CONTEXT: Anti-müllerian hormone (AMH) is produced by granulosa cells of small, growing follicles in the ovary. Serum AMH levels strongly correlate with the number of growing follicles, and therefore AMH has received increasing attention as a marker for ovarian reserve. This review summarizes recent findings and limitations in the application of serum AMH in ovarian reserve assessment. EVIDENCE ACQUISITION: A PubMed search was conducted to find recent literature on the measurements and use of serum AMH as a marker for ovarian reserve. EVIDENCE SYNTHESIS: Serum AMH levels are measured to assess the "functional ovarian reserve," a term that is preferred over "ovarian reserve," since AMH levels reflect the pool of growing follicles that potentially can ovulate.
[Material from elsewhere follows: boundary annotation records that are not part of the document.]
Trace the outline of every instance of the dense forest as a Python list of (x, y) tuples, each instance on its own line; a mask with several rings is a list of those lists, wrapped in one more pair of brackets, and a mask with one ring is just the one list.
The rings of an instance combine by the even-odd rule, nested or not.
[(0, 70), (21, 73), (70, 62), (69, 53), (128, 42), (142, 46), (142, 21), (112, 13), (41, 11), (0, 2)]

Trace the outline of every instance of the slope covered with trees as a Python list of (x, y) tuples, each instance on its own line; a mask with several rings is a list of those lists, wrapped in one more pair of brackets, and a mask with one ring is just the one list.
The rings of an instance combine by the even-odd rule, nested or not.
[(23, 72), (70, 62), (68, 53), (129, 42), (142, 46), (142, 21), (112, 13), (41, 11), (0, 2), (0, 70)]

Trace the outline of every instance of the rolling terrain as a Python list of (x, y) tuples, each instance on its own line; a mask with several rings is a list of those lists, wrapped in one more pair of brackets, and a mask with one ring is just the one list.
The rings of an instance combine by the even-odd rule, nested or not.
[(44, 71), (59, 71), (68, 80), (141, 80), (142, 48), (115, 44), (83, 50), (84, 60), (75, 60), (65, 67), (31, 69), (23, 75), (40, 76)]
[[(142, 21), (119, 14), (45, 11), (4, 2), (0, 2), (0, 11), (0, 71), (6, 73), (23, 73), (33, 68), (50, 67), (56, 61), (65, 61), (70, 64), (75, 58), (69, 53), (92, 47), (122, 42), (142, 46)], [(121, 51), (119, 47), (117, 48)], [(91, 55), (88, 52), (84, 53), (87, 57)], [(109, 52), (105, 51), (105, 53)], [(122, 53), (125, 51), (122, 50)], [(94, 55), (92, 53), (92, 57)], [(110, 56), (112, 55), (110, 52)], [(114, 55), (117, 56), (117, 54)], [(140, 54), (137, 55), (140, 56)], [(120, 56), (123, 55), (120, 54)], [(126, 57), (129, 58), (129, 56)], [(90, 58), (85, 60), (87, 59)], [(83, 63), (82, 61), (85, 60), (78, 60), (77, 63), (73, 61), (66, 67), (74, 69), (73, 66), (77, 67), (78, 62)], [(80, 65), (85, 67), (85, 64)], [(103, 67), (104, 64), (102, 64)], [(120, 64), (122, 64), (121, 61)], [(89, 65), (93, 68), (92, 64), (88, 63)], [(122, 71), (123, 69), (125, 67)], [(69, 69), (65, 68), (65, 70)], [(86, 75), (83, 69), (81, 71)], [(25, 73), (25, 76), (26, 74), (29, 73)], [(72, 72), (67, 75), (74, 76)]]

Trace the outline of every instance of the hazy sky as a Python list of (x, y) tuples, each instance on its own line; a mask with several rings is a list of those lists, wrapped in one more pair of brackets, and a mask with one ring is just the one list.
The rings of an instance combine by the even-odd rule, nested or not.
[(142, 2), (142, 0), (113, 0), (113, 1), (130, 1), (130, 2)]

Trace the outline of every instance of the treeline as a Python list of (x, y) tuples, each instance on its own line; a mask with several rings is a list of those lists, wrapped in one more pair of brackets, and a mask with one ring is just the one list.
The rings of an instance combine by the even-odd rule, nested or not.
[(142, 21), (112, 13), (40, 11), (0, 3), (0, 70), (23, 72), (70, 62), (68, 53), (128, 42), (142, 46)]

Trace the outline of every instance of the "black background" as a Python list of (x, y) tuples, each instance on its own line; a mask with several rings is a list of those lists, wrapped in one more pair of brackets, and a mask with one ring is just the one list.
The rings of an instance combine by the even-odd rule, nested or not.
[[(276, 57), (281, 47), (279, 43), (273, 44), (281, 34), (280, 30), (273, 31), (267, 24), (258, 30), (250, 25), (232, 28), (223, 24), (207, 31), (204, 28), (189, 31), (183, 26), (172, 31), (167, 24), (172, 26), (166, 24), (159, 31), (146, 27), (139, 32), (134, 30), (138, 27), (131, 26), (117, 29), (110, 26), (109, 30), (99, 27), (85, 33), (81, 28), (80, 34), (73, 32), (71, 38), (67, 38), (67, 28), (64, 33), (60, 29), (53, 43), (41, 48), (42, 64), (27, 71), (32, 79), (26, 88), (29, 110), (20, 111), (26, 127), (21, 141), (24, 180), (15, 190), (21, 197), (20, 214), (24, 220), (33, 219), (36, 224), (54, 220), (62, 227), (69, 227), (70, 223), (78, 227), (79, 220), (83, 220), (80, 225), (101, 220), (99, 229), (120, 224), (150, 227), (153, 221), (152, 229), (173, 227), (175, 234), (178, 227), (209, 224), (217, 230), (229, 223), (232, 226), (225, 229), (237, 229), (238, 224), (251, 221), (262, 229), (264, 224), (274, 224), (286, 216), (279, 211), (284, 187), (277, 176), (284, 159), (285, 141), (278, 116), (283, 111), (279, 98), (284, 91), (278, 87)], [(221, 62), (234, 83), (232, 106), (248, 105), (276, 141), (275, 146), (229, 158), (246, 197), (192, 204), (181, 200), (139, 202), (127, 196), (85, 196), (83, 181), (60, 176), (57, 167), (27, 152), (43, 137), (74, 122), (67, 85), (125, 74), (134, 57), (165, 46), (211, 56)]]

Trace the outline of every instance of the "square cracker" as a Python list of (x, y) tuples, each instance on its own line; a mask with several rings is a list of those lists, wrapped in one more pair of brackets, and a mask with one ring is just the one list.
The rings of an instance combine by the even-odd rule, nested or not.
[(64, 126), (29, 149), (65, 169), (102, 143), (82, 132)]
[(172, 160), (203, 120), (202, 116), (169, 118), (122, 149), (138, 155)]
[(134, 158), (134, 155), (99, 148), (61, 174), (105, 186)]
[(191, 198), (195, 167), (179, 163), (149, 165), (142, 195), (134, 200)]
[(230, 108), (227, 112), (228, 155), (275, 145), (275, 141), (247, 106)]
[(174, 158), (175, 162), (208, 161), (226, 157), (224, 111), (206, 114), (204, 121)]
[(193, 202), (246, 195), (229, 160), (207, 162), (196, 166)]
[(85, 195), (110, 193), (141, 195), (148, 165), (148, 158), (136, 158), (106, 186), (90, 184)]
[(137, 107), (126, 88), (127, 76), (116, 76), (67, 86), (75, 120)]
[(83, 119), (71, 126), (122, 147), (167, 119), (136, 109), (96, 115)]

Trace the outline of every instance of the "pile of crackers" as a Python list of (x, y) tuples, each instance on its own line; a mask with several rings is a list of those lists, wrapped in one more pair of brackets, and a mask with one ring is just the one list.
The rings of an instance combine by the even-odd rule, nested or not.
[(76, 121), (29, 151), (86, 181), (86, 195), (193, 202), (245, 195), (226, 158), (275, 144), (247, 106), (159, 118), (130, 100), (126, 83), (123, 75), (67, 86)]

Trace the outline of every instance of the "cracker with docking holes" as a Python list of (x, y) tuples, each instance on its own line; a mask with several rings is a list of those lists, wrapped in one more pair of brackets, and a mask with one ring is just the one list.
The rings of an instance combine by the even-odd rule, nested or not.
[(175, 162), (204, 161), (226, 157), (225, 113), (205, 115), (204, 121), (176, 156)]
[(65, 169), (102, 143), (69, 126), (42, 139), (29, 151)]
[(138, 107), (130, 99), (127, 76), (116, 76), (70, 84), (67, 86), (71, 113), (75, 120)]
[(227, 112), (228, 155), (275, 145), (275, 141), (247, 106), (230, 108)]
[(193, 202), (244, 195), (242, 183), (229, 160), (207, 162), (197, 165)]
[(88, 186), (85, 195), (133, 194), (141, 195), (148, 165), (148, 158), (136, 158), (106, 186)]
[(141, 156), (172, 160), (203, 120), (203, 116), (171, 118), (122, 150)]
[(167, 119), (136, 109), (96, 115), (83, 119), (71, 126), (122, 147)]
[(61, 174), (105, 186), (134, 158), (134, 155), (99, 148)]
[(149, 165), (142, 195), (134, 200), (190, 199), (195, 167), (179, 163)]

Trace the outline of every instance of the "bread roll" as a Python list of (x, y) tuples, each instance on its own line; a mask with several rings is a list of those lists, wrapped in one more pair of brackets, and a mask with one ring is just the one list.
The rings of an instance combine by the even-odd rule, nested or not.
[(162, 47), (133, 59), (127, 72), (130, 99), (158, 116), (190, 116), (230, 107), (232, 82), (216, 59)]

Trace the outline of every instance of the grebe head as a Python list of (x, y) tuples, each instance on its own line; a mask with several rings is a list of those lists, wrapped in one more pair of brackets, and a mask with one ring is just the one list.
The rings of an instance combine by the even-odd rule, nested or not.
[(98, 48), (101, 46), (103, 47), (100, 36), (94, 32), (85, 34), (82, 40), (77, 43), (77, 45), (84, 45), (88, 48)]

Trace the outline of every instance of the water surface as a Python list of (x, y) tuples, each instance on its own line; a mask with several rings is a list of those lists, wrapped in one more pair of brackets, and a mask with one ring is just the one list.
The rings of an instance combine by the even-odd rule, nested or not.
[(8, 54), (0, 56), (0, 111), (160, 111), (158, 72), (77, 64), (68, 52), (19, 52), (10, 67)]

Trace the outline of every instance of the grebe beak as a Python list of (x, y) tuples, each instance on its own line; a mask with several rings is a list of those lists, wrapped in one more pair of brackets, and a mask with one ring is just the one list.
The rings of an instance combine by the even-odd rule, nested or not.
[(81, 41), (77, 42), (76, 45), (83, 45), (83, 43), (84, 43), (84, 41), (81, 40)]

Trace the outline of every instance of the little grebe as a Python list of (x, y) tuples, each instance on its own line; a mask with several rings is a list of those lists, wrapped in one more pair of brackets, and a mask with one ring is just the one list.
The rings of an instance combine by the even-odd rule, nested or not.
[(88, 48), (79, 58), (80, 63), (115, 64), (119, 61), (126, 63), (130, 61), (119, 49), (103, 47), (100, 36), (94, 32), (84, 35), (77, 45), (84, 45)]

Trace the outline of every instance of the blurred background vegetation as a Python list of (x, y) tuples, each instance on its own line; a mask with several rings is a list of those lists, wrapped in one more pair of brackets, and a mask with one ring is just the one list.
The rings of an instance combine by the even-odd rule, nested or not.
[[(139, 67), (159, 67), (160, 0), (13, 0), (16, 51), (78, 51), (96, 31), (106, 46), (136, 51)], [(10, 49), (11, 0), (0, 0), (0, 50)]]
Serum AMH levels are used in individualized follicle-stimulating hormone dosing protocols and may predict the risk of poor response or ovarian hyperstimulation syndrome but has limited value in predicting ongoing pregnancy. Serum AMH levels are studied to predict natural or disease-related age of menopause. Studies show that the age-dependent decline rates of AMH vary among women. The generalized implementation of serum AMH measurement has also led to an increase in diagnostic assays, including automated assays. However, direct comparison of results remains problematic. CONCLUSION: Serum AMH remains the preferred ovarian reserve marker. However, the lack of an international standard for AMH limits comparison between AMH assays. Furthermore, little is known about endogenous and exogenous factors that influence serum AMH levels, which limits proper interpretation of AMH values in a clinical setting.